Wenn er aber sinnvoll will, eher was in der 700Watt region.


----------



## thom_cat (3. August 2012)

ich111 schrieb:


> Das AX und das Seasonic X würde ich in dem Leistungsbereich nicht kaufen, weil es Singlerails sind und OCP erst auslöst wenn die 12V Leistung einer Schiene überschritten wird, es aber bereits ab ca. 40A zu Kabelbränden etc kommen kann


 
zumindest im falle der x-serie ist das nicht korrekt.
es handelt sich da nicht um das klassische single rail design.
man führt dort eine leitung heraus, die intern aber anders geschaltet wird.


----------



## eagle*23* (3. August 2012)

Find die Enermax auch am besten


----------



## MATRIX KILLER (3. August 2012)

Solange der TE seine Konfiguration nicht nennt,finde ich hat es keinen sinn hier vorschläge zu machen.


----------



## Hübie (3. August 2012)

Na wahrscheinlich hat er seine Konfig noch nicht da stehen sondern im Kopf/auf dem Papier 

Ich verweise mal freundlich auf das durch aus gute SuperFlower Golden Green Modular mit 1300 Watt. Review. Die 12 Volt-Schienen haben eine gemeinsame (Strom-)Schutzschaltung. Es ist leise und hat gute Wirkungsgrade sowie stabile Spannungen.

Fazit:



> Overall, this power supply performed very well. If you're only doing three way SLI or Crossfire as opposed to four-way or putting in a fourth card for dedicated Physx, this power supply is perfect. That is, if you can find it in your country and it's competitively priced. The Golden Green 1300W proved to be a solid performer and seems to have what it takes to last a long time (Japanese primary capacitors, sold polymer caps on the secondary and a dual ball bearing fan).

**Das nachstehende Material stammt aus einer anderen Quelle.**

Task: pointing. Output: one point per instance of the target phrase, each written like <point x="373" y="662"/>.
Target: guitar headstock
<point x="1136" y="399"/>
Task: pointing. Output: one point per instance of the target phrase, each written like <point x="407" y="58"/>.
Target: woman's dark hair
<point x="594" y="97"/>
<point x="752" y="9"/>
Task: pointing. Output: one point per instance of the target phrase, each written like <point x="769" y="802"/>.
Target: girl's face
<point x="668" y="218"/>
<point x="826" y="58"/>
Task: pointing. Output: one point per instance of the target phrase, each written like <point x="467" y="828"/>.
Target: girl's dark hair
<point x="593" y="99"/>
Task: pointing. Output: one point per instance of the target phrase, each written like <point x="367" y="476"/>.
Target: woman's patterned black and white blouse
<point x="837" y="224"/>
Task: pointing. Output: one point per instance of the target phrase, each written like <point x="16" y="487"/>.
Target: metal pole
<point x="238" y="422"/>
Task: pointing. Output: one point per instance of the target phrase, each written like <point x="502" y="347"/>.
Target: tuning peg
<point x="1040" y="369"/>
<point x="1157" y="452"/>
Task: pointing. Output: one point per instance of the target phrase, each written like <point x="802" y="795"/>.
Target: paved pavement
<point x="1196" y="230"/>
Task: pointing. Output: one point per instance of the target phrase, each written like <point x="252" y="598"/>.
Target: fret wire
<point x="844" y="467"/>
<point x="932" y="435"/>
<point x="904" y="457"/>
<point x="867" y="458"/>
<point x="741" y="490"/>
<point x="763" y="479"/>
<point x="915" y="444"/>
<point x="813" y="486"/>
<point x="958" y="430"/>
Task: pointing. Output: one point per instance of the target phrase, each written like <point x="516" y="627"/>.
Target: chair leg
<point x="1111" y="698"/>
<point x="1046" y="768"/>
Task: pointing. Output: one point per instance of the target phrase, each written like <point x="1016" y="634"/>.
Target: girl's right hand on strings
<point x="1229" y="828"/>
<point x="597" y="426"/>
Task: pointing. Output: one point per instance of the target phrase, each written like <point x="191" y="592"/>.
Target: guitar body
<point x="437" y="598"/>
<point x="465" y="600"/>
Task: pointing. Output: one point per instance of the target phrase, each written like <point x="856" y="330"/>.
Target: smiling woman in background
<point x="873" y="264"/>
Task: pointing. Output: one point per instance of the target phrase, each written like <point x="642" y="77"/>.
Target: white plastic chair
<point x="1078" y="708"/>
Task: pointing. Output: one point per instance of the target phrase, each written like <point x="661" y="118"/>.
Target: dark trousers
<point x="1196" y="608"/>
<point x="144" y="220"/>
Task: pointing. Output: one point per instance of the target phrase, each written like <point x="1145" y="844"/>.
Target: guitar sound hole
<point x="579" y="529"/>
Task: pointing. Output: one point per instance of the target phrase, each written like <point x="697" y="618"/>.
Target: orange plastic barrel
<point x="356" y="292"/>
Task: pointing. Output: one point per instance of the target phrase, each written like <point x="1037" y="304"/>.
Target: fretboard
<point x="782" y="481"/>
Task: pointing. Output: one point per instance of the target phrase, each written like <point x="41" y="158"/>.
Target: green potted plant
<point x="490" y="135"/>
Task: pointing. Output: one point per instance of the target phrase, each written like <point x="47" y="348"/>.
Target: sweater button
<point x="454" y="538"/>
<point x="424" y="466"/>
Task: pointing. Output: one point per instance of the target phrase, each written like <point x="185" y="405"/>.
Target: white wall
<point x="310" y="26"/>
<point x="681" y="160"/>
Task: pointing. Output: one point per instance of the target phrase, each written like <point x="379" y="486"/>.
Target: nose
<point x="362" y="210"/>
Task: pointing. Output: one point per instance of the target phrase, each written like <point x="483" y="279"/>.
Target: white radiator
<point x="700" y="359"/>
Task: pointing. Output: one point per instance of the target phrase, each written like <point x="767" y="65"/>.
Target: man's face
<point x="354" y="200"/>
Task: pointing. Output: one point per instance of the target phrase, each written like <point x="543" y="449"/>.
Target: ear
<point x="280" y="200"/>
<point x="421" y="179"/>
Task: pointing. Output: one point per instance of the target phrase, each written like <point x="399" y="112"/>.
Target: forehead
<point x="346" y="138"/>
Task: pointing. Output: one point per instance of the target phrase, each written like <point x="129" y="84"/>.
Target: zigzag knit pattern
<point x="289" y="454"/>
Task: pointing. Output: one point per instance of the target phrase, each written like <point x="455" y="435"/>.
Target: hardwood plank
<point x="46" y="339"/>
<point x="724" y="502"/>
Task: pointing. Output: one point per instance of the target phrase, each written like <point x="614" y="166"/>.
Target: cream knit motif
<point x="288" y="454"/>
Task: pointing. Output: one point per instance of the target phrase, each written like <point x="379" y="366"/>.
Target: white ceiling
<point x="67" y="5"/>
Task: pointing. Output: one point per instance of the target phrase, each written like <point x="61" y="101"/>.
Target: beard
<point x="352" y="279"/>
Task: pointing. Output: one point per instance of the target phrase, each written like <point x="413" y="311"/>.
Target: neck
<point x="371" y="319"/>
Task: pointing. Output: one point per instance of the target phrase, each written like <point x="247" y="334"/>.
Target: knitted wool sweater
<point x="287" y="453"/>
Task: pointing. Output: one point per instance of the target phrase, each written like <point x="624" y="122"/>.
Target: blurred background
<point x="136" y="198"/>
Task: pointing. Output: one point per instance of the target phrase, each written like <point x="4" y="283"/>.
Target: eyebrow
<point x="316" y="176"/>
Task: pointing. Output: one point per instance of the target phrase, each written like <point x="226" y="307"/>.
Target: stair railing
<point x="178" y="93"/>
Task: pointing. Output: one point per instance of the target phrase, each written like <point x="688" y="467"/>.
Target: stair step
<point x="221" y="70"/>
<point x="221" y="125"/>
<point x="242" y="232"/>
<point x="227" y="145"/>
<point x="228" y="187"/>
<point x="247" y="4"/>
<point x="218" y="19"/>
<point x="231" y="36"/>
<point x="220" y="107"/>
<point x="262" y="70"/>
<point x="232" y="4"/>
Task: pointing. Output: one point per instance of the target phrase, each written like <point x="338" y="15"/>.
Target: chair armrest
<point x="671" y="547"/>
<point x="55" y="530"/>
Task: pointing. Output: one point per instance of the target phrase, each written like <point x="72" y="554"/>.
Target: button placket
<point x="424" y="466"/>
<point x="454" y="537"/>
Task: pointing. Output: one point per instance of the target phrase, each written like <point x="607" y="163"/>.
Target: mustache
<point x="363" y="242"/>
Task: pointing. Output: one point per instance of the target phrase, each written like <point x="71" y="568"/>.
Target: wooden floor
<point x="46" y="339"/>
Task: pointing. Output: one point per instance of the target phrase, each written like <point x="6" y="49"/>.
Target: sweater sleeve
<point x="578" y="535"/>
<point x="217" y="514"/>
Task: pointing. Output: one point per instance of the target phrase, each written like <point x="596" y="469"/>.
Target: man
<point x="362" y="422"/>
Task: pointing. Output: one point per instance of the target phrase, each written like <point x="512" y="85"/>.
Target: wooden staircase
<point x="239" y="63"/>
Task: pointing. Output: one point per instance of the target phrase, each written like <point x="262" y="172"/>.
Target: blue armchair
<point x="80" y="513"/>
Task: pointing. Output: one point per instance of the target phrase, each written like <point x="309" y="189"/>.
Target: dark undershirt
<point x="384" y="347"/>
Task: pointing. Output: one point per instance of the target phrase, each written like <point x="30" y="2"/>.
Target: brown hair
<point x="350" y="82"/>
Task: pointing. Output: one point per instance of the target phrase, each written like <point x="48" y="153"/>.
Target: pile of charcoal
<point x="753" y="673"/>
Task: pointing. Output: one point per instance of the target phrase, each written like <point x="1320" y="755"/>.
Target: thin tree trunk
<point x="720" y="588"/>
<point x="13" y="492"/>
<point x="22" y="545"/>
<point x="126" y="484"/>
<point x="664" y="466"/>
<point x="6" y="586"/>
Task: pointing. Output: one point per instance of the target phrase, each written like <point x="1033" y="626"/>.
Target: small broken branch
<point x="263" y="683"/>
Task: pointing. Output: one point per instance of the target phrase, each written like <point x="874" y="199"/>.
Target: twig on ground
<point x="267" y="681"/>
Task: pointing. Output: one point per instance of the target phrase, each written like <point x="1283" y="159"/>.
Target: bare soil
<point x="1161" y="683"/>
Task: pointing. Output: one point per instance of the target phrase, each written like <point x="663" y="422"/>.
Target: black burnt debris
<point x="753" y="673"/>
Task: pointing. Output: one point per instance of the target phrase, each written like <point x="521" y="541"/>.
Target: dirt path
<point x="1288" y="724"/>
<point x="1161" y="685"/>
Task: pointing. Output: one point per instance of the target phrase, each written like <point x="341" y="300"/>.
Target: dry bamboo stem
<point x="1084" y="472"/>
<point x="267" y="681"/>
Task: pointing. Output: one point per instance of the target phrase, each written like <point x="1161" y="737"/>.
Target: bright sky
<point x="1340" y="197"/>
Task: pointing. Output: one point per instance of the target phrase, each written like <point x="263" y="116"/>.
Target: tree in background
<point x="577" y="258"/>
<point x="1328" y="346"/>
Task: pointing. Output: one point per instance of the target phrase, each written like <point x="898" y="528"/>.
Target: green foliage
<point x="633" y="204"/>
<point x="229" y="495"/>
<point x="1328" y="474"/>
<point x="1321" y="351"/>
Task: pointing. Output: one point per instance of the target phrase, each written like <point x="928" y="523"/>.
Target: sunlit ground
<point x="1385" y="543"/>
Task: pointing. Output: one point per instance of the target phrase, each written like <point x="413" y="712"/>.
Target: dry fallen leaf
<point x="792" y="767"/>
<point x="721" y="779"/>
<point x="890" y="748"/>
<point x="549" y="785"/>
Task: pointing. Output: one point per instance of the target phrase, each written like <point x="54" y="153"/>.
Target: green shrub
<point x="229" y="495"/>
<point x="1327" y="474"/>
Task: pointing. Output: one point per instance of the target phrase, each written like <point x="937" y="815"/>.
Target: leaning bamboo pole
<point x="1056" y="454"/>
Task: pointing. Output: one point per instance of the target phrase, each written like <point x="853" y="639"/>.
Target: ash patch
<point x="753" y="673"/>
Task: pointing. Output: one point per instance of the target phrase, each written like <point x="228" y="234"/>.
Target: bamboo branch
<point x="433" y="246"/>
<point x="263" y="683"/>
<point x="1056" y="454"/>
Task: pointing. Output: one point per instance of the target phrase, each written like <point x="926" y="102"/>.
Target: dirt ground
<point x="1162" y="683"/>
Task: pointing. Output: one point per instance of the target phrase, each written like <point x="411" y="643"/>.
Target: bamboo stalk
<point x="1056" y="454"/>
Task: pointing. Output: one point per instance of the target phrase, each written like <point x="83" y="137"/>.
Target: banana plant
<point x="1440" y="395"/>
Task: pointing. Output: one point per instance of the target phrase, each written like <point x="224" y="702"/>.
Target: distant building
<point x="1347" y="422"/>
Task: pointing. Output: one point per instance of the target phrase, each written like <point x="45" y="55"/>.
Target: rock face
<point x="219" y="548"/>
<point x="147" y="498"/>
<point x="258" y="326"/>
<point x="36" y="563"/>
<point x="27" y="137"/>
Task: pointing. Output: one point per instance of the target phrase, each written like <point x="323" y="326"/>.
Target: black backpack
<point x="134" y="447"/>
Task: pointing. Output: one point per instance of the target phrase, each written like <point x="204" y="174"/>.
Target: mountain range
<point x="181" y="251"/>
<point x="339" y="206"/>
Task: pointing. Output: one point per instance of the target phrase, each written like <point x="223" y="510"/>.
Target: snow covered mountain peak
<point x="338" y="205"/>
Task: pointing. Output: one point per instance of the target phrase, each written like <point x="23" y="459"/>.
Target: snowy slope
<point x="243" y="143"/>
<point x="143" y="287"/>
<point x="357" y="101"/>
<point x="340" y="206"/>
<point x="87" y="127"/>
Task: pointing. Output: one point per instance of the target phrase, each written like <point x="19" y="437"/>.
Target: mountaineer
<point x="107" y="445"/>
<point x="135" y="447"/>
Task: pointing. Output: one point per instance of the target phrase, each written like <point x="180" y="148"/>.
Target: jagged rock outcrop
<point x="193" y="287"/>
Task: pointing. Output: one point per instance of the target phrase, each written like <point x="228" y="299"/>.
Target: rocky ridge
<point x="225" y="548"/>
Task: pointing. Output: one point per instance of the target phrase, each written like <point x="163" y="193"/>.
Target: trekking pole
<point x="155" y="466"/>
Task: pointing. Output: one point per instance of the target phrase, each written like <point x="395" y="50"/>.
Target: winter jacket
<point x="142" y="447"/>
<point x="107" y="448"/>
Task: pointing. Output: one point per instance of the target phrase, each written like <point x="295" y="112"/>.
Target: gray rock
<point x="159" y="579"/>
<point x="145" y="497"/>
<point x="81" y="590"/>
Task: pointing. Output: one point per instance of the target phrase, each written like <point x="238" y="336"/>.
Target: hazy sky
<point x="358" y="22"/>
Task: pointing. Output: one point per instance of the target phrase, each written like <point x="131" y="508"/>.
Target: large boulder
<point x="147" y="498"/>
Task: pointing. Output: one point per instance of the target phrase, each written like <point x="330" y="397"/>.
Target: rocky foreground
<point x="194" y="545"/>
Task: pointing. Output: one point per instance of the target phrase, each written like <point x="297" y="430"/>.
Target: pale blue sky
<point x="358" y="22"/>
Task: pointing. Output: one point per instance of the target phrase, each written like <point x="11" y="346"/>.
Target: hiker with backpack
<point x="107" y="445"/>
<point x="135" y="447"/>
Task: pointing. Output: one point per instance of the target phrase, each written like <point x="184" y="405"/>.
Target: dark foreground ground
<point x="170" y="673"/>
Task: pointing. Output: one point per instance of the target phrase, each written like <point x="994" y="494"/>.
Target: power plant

Ansonsten schließe ich mich bzgl. Enermax Platimax und Seasonic X-Series an. Die kosten halt nur dementsprechend mehr


----------



## ich111 (3. August 2012)

Bei der Leistung kein Singlerail nehmen. 108A und darunter löst keine Schutzschaltung aus und bereits mit 40A können Kabelbrände auftreten und da macht keine Schutzschaltung irgendwas.

Auf jeden Fall ein Multirail


----------



## nikk o. laus (3. August 2012)

Zur konfig:
Aktuell: Gtx 560 ti; x6 1045t (beides oc); 5hdds; wakü 420er und 400er radi
Zukunft: sandy/ivy bridge ep, 2/3way sli Gtx X70/ X80 ( beides oc)


----------



## FreezerX (3. August 2012)

Wenn du einen EP-Prozessor und maximal zwei High-End Grafikkarten betreibst, wirst du auf sehr lange Zeit niemals über 700W Leistungsbedarf kommen (Prozessor 150W, Grafikkarten 2x250W, Rest 50W). 
Meine Empfehlung ist das be quiet! P10-850W. Persönlich würde ich ein deutlich kleineres Netzteil kaufen, aber abgesehen vom Preis hast du praktisch keine/geringe Nachteile. 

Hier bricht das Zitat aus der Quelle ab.